Le débat est loin d’être clos, mais les contours d’une initiative pour relancer la croissance en Europe commencent à se dessiner. Dimanche, le quotidien El Pais a évoqué une sorte de Plan Marshall à l’échelle européenne, qui mobiliserait 200 milliards d’investissements publics et privés.
Leur destination : des projets d’infrastructure, les énergies renouvelables et les technologies de pointe.
Plusieurs pistes auraient déjà été envisagées depuis plusieurs mois, souligne le quotidien. La plus probable passe par un « montage financier » qui ferait intervenir la Banque européenne d’investissement (BEI) et le Mécanisme européen de stabilité financière (EFSM). L’idée consisterait à utiliser les 12 milliards d’euros encore non utilisés du EFSM pour attirer des fonds privés, qui viendraient renflouer la BEI. De quoi servir de « garantie » pour pouvoir lancer des « projets d’infrastructures publics-privés ».

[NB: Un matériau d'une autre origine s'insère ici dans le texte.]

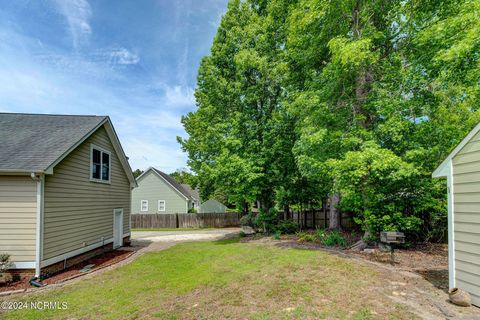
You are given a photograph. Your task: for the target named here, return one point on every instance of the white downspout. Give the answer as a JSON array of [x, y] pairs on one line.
[[451, 228], [39, 222]]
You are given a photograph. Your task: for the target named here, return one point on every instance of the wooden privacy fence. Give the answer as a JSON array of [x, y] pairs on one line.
[[185, 220], [313, 219]]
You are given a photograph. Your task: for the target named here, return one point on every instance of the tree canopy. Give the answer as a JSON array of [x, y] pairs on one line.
[[301, 99]]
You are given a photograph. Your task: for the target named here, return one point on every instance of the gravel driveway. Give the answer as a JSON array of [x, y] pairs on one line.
[[176, 236]]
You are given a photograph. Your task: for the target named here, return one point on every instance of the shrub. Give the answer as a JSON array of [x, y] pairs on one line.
[[287, 227], [334, 238], [266, 220], [306, 237], [247, 220]]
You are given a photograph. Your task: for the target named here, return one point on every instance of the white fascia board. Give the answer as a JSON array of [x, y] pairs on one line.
[[49, 170], [443, 167], [23, 265]]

La question de la croissance revient
Une autre option possible passerait par l’injection de 10 milliards d’euros au capital de BEI, mais cette solution semble moins probable, en raison de l’ »asphyxie » des comptes publics des pays membres.

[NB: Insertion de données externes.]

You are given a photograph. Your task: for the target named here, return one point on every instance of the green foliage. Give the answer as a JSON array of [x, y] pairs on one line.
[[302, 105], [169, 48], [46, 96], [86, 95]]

Les lignes commencent à bouger en Europe sur la question de la croissance, notamment sous l’impulsion du favori des sondages à l’élection présidentielle, François Hollande, qui a fortement insisté sur ce thème. La chancelière allemande Angela Merkel, championne de la réduction des déficits, a même adouci son discours sur la question, avertissant toutefois qu’il n’était pas question de renégocier le pacte budgétaire européen, comme le réclame François Hollande.
Un sommet crucial fin juin
« Nous préparons un agenda croissance pour le sommet européen de juin », a affirmé la chancelière samedi. Cette rencontre, qui se tiendra à Bruxelles les 28 et 29 juin, s’annonce comme un moment charnière.

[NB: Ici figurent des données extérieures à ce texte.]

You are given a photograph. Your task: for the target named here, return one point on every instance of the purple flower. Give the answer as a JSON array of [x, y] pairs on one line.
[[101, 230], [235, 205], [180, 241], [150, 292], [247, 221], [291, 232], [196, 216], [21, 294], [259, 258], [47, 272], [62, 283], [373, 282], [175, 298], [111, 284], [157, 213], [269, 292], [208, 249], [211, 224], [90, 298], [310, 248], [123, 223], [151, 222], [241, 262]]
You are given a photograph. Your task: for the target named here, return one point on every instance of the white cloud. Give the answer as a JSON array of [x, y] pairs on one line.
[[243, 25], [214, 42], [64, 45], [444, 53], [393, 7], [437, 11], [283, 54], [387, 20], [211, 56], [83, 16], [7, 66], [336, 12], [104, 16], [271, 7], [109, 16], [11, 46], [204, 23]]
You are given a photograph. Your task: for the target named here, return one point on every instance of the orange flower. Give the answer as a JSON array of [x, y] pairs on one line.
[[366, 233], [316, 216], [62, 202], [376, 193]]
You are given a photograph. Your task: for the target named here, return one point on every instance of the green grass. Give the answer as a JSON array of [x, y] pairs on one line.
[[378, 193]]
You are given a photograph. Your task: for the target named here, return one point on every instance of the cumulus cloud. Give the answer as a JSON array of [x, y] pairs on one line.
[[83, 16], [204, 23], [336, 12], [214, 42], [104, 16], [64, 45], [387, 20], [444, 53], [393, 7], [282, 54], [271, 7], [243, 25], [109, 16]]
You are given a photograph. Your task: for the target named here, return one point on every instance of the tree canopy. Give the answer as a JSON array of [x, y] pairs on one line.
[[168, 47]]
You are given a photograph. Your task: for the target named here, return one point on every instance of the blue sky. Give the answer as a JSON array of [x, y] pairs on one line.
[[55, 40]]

Mais des propositions pourraient commencer à être discutées avant ce rendez-vous, lors d’un « dîner informel » de chefs d’Etat et de gouvernement, dont la tenue a été annoncée jeudi par Herman Van Rompuy, président de l’Union européenne. Cette réunion aura lieu après le 6 mai, date du second tour de l’élection présidentielle.
La crise espagnole donne le vertige à l’Europe
Le tourbillon qui semble aspirer par le fond l’économie espagnole donne le vertige à toute l’Europe. Les chiffres du désastre s’aggravent chaque jour. Vendredi 27 avril, l’institut espagnol de la statistique a dénombré 366 000 chômeurs supplémentaires au premier trimestre : 5,6 millions d’Espagnols, un quart de la population active, sont sans emploi. Et la Banque d’Espagne a indiqué que 60 % du portefeuille des banques lié à la construction (184 milliards d’euros) seraient problématiques.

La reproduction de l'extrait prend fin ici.